I stood there, looking at her. Saied gave me a jab in the side. “Well, uh, Miss Monroe,” I said, but then she started chattering again.
“The hell with it. Come on in. I guess I can use the money. But you tell that son of a bitch Khalid that—” She paused to take a long gulp from the tall glass of whiskey she was holding. “You tell him if he don’t care enough about my health, I mean, making me work when I already told him I was sick, then hell, you tell him there are plenty of others I can go work for. Anytime I want to, you can believe that.”
I tried twice to interrupt her, but I didn’t have any success. I waited until she stopped to take another drink. While she had her mouth full of the cheap liquor, I said, “Mother?”

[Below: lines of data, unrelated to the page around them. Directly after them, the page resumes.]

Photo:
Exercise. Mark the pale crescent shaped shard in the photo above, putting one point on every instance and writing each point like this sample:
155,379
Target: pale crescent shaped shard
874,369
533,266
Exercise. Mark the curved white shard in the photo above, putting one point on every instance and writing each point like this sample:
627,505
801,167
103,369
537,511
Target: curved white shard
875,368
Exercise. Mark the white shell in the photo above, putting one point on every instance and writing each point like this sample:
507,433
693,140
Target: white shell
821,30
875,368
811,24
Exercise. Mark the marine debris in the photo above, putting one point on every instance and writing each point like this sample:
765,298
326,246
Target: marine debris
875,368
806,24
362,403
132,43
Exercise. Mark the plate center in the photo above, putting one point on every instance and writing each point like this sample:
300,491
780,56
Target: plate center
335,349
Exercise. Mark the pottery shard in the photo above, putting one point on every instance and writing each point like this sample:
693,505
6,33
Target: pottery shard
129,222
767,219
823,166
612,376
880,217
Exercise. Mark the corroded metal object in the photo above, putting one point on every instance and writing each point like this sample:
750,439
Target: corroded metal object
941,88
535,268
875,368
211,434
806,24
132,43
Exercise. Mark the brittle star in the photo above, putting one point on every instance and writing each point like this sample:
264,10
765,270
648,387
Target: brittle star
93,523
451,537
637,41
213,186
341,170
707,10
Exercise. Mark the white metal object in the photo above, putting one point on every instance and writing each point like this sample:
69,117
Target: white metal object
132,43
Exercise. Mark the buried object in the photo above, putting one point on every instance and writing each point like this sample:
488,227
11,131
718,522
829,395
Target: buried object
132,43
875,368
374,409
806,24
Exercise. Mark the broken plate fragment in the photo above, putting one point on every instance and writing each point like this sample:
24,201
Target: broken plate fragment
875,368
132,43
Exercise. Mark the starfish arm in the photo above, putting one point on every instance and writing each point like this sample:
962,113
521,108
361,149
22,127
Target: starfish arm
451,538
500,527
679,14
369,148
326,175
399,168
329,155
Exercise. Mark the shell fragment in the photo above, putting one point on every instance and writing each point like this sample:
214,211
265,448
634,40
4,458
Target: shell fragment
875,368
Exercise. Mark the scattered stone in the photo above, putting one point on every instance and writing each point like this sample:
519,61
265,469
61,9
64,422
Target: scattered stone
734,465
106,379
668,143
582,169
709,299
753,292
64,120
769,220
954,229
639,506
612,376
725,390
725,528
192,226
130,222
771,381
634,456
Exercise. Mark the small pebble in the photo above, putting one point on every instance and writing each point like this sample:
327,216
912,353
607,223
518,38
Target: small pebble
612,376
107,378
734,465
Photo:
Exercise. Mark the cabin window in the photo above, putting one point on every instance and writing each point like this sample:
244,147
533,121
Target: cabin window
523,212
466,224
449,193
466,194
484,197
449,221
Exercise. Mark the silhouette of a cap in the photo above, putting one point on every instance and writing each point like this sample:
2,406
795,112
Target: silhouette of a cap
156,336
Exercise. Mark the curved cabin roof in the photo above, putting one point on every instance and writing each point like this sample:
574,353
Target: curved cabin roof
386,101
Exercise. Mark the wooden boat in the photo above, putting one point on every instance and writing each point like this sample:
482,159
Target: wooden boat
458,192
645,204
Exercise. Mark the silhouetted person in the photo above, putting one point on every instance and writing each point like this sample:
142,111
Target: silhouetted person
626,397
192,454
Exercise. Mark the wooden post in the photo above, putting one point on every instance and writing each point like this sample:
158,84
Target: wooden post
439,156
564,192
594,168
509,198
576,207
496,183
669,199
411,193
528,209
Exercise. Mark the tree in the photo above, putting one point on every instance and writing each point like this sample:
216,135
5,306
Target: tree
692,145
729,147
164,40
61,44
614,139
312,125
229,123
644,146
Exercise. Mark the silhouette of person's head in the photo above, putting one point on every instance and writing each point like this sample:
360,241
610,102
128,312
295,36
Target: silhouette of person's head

She just stared at me for a moment, her filmy eyes wide. “No,” she said at last, in a small voice. She looked closer. Then she dropped her whiskey glass to the floor.
Later, after the return trip from Algiers and Mauretania, when I got back home to the city the first place I headed was the Budayeen. I used to live right in the heart of the walled quarter, but events and fate and Friedlander Bey had made that impossible now. I used to have a lot of friends in the Budayeen too, and I was welcome anywhere; but now there were really only two people who were generally glad to see me: Saied the Half-Hajj, and Chiriga, who ran a club on the Street halfway between the big stone arch and the cemetery. Chiri’s place had always been my home-away-from-home, where I could sit and have a few drinks in peace, hear the gossip, and not get threatened or hustled by the working girls.